Most of the resurgence in new cases of diseases like Measles have been in adults, not children. This is likely due to adults not realizing that vaccines can have a limited lifespan, not from unvaccinated children spreading disease (otherwise we would see more children getting the disease.) Most cases in North America have been linked to people visiting from Europe, where the overall vaccination rates are far lower. Most new outbreaks are concentrated in countries like Venezuela, Peru, and some other South American countries – much of it traced back to Venezuela.
In the U.S., there are very few cases per year:
2010 63
2011 220
2012 55
2013 187
2014 667
2015 188
2016 86
2017 118
2018 (so far) 124
Death from measles is incredibly rare in the U.S. (the last death was in 2015.) Many outbreaks are driven by infection from someone overseas – vaccinating everyone in the U.S. wouldn’t help with that.
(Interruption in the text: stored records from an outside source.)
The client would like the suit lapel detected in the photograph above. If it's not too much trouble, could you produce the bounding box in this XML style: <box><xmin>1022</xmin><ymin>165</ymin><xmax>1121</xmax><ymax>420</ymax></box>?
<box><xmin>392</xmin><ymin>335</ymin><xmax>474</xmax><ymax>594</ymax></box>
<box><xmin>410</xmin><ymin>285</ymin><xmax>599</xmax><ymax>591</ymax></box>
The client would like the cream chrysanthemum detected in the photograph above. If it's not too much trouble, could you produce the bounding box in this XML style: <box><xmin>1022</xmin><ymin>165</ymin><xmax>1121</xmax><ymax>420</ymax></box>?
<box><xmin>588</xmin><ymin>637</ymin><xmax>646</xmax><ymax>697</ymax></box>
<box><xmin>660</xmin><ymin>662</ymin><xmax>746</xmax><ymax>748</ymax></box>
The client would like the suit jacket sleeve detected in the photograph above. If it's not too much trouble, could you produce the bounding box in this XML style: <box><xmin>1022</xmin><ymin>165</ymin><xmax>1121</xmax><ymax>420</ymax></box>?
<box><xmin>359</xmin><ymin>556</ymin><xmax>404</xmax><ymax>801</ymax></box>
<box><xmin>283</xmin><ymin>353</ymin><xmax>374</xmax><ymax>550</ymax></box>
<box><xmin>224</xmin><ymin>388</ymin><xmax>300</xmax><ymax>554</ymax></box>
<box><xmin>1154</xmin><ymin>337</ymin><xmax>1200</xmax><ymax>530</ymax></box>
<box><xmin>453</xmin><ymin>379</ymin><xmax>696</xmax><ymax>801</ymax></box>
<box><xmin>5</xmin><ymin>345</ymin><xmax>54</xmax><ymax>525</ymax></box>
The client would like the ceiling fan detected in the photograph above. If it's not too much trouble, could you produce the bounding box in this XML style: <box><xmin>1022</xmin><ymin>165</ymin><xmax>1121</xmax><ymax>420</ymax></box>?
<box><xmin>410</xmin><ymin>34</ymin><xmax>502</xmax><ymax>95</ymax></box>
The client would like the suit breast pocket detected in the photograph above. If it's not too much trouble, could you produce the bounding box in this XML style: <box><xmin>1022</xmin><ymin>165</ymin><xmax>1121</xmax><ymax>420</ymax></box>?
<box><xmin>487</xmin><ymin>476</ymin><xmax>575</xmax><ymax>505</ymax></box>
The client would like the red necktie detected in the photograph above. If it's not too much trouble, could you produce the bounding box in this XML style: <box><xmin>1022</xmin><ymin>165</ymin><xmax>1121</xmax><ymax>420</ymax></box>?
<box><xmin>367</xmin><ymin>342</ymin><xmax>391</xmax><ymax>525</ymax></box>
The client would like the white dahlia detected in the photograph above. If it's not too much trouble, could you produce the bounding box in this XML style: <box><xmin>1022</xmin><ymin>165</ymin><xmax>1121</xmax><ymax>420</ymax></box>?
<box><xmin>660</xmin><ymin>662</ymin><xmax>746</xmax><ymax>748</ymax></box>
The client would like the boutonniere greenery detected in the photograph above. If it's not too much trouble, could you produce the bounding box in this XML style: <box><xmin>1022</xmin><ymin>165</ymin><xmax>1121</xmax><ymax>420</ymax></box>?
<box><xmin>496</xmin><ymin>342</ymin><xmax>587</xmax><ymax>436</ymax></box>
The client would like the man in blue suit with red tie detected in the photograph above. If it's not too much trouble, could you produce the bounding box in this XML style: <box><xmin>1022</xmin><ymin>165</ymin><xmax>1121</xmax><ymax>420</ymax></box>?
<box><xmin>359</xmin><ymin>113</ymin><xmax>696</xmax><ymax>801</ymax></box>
To put that rarity of death into perspective, ~50 people a year die from lightning strikes in the U.S.
Whooping couph is more severe – but most cases are in infants under 3 months of age and the TDAP vaccine is given in stages – none of them have been fully vaccinated at that point. It’s doubtful tiny infants are having play-dates with unvaccinated children. Also, the vaccine even if it takes doesn’t make one immune or unable to carry whooping couph – it just lessens severity. Cases are dropping worldwide overtime, and the severest outbreaks are in Africa. Areas with low access to antibiotics for treatment are more likely to see deaths.
Basically, for any disease, take the percent of the total U.S. population (or wherever you live) who are expected to get that disease in a given year. Then multiply that by the mortality rate for that disease. Multiply that by the odds that a vaccine doesn’t take in your child (5% is a good estimate, but vaccines vary by effectiveness.) The resultant odds are still a little higher than actual (the child still needs to encounter another person with the disease to catch it, after all) but you can see it’s a very, very remote risk for almost any disease you could plug in.